The ACR has had many critical recent advocacy successes—some primarily through our own advocacy efforts, but others due in part to the ACR’s work in broader coalitions. One of the most important of these relationships is with the American Medical Association (AMA), the country’s largest and most visible physician society. Given our relatively small subspecialty, the ACR’s involvement with the AMA provides rheumatology with a megaphone to amplify our voice at both federal and state levels.
2022 is a particularly critical year for the ACR’s representation in AMA policy bodies and its ability to participate in and influence the AMA’s policy decisions. We are entering our five-year membership review, in which the ACR must demonstrate enough of its members have joined or renewed their AMA membership. We cannot afford to be sidelined and lose rheumatology’s voice with the AMA at this critical juncture. We need all U.S. ACR members’ help by joining or renewing their AMA membership to protect our members and our subspecialty, as well as our patients’ access to care.

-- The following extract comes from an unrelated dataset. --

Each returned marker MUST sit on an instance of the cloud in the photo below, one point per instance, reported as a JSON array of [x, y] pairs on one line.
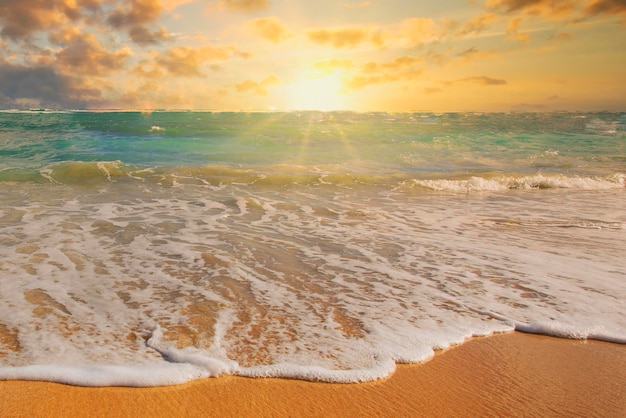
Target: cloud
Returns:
[[422, 30], [477, 24], [513, 33], [482, 80], [552, 8], [246, 6], [20, 19], [269, 28], [357, 5], [473, 53], [257, 87], [83, 53], [333, 65], [606, 7], [344, 38], [134, 17], [561, 36], [186, 61], [44, 86], [399, 69]]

This representation allows the ACR to add to AMA official policies and spur AMA action on issues important to our specialty. In recent years, the ACR has authored and led or cosponsored actions on key rheumatology issues, including:
- Pharmacy benefit manager reform;
- Copay accumulator policies;
- Stakeholder engagement in Medicare Administrative Contractor Policy;
- Complex treatment administration and reimbursement;
- Fighting payer financial incentives to patients for switching treatments;
- Stopping mandatory payment models from the Centers for Medicare & Medicaid Services Innovation Center and elsewhere;
- Home infusion issues;
- Biosimilar interchangeability;
- Drug pricing issues;
- Private payers and consultation codes;
- Prior authorization and Medicare Advantage; and
- Step therapy reform.
By joining or renewing your AMA membership, you will help rheumatology maintain its seat at the table where key policies are made. The ACR will be able to continue to participate in many areas of the AMA that directly affect you and your patients. Key groups include:
- House of Delegates, the legislative and policy-making body of the AMA. Resolutions have the potential to become official policy of the AMA or directives that determine where the AMA focuses its advocacy and policy efforts as the largest and most visible physician association in the country;
- Relative Update Committee (RUC), which advises Medicare on how to value a physician’s work; and
- Current Procedural Terminology (CPT) Advisory Committee, which determines codes and billing for outpatient and office procedures.
The College’s collaboration with the AMA in these and other areas yields positive results for our members and our patients. In fact, many of the AMA’s stances and actions on issues of importance to the rheumatology community were initiated or influenced by the ACR’s involvement in the AMA’s House of Delegates and other processes.